本作品の視聴を終えた時に、いや、正確に言うとEDテーマが流れた時、非常に綺麗な終わり方であった、と思ったのです。

その理由としてこの物語の所々で聞く事が出来た曲「Girl of my dream」を挙げることが出来ます。

これは、大泉洋演じる犯人のバックボーンの改編にもリンクする、名選曲であります。

アクロイド殺し、黒井戸殺しの両作品において犯人は多額のお金を必要としていました。

アクロイド殺しでは投資の損失、そして黒井戸殺しでは姉の治療費。

しかし、その比較において明確。

家族愛というものを一つ挟むことによって、時代設定とその情景、そして犯人の心情を表すとても便利なアイテムとして変貌を遂げるのです。

まぁ、安直に家族愛とか持ち出したり、露骨にチラチラされるのは個人的に大変しらけるので好きではないのですが、本作においては杞憂。

そもそも、作中では姉に対してそれほど好感を持った演技ではなく、どちらかというと姉の行動に辟易している様にも見えます。

劇中、斉藤由貴さんの演技もそれを大いに助けている訳で、途中までは、ちょっと抜けた、迷惑な家族の行動として描かれていました。

そのギャップが、犯人の真意を隠す効果があった事は確かではないかなぁ、と。

この改編により、アクロイド殺しでは犯人に対して同情する事も出来ず、なんとも憤慨やるせない気持ちになる動機から、人間の複雑さを描く意味でエンターテイメントとして記憶に残る作品へと生まれ変わらせる事が出来たのかな、とエンディングを迎えた時にピキーンとなったわけです。

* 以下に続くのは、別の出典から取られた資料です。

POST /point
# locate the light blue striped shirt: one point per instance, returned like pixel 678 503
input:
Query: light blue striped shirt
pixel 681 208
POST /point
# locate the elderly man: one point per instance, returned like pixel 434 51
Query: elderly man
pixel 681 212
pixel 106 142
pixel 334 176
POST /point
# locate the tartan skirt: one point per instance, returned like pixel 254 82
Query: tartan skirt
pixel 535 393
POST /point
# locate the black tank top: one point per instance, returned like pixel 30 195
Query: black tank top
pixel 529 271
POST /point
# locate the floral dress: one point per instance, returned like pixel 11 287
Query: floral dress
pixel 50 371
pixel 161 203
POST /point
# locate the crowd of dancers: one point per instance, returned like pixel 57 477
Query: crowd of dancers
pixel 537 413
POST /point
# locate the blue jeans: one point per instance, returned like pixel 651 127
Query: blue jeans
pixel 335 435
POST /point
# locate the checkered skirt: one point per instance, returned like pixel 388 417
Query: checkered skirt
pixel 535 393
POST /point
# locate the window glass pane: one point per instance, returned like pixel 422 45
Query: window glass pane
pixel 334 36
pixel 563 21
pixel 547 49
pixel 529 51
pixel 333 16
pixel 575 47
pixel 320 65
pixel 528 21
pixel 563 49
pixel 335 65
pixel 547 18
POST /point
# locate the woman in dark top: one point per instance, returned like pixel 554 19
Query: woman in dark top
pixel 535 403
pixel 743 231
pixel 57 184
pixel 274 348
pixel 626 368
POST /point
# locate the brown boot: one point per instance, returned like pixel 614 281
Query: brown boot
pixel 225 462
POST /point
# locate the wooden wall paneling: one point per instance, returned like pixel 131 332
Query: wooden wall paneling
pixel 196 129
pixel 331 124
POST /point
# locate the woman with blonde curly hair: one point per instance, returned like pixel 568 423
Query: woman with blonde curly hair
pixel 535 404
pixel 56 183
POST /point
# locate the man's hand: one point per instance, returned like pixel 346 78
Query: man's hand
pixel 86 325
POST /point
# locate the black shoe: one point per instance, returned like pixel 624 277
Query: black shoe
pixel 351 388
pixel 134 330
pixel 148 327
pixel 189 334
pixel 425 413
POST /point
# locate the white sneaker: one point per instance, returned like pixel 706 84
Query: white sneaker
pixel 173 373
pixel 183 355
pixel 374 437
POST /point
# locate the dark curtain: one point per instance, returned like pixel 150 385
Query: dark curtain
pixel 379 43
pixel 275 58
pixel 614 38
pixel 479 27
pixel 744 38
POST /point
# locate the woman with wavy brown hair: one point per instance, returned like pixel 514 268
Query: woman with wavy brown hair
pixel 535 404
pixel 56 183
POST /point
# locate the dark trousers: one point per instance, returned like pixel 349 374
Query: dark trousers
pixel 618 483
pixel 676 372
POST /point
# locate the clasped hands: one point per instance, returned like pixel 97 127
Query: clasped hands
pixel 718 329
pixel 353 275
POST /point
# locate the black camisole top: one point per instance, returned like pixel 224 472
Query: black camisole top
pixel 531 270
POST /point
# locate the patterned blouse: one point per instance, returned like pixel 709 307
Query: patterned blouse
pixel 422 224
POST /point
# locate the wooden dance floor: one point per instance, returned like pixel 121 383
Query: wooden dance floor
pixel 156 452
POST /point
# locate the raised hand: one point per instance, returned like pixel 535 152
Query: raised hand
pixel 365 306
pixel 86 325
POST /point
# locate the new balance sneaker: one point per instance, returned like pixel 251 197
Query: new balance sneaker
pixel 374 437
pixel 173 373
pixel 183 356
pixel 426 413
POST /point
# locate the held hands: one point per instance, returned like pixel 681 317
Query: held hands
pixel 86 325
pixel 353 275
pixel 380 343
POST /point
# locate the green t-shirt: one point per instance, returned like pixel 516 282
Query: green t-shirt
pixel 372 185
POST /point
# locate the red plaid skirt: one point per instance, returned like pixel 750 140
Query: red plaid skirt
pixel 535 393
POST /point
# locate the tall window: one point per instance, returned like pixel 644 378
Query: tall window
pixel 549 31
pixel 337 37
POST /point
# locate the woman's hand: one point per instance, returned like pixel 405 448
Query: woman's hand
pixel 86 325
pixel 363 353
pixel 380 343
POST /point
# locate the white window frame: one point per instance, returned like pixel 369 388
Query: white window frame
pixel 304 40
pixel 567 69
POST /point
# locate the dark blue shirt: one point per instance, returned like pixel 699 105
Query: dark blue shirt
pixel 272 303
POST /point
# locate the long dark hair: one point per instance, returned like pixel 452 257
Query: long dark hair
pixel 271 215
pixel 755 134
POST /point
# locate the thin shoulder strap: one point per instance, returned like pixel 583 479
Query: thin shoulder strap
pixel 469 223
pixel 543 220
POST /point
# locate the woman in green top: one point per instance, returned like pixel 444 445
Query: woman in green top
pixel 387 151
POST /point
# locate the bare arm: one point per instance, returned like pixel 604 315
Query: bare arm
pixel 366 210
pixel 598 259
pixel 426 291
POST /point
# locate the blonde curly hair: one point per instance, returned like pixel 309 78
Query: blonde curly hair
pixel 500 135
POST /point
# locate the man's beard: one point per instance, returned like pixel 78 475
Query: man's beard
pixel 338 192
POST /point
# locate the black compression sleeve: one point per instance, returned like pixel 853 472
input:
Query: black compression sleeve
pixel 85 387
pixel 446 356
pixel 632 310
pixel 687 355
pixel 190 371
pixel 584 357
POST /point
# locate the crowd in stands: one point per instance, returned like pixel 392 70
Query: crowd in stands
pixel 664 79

そして、なによりこの曲が劇中で流れたシーンを思い出すと、なおさらこの曲が果たした役割が非常に大きなものであった事に気付くのです。
犯人が事を成したのちに、協力者からの電話を待っていた、その時。
ソファーに背中を預け、その時を待つ犯人。
そのシーンでこの曲が流れるのです。

「正直に言おう、可愛い人。その素敵な可愛さを、またこの腕に抱く事が出来たのなら、僕は死んでも良い(意訳)」

そんな歌詞を、犯人はどんな思いで聞いていたのでしょう。

日常を描くシーンでは描かれる事の無かった姉への愛。
その胸の内に秘めた感情、犯行への動機となる、控えめな表現。
それがこの曲で示唆されているのです。

この、心情、動機、物語の根幹を構成する要素を実に上手に隠しながら、全ての判明を契機に一気に流れ込む。
ミステリ作品におけるカタルシスを実に映像化作品として表現してくれたのかなぁ、と思うのです。
その情報量の絞り方、調整はミステリとして成立させる為に大変必要な技能ですし、そこは三谷幸喜の真骨頂と言えるものだったのでは、と思います。

そして蛇足ですが、全てが終わった後の須黒の表情もまた、とても素敵でした。
ただの勧善懲悪ではなく、しかして苦渋の表情で以て胸の内に押し留める。
それもまた、三谷幸喜さんがちゃんと宣言した通り、徹頭徹尾、アクロイド殺しに向き合って映像化された事の証左ではないかなぁ、と思い、視聴前のワクワクが裏切られる事なく昇華させてもらった気分でした。

と、言うわけで、三谷幸喜さんにはもっとポワロシリーズを描いて頂いて、自分を沼に嵌め込んで頂きたいと期待しながら、締めとしたいなぁ、と思います。